Forum Discussion
SharePoint Brand Center CDN: How does the authentication works
I am evaluating the SharePoint Brand Center & Organization Assets Library. I was looking for some information on how Microsoft protects files uploaded to Private CDN. Public CDNs can be accessed anonymously with the referrer parameter in the request header. However, I couldn't find any technical diagram on the workings of private CDN.
Is there a workflow or HLD that can be shared with us?
Thanks!
4 Replies
It appears that Microsoft has not published a dedicated security diagram specifically for the Office 365 CDN. However, relevant information can be found toward the bottom of the page linked below.
Private origins within the Microsoft 365 CDN provide private access to user content such as SharePoint document libraries, sites and media such as videos. Access to content in private origins is secured with dynamically generated tokens so it can only be accessed by users with permissions to the original document library or storage location. Private origins in the Microsoft 365 CDN can only be used for SharePoint content, and you can only access assets through redirection from your SharePoint environment.

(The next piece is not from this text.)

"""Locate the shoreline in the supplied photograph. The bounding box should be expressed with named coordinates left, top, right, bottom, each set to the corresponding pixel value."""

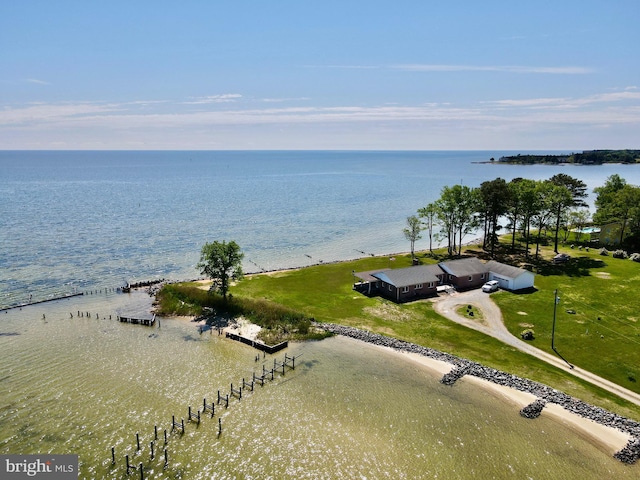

left=396, top=345, right=632, bottom=455
left=316, top=323, right=640, bottom=464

I will present this information to the security team.
Thank You Pankaj for sharing this information!
Hi
maybe you can find the information what you looking for in this article: https://learn.microsoft.com/microsoft-365/enterprise/use-microsoft-365-cdn-with-spo?WT.mc_id=DX-MVP-5004845
Best, Dave
Thank you for sharing this link, Dave. I have already reviewed it and its diagram.
However, our security team requires information regarding the request/response payload and details about the security layer for the CDN, which are not included here.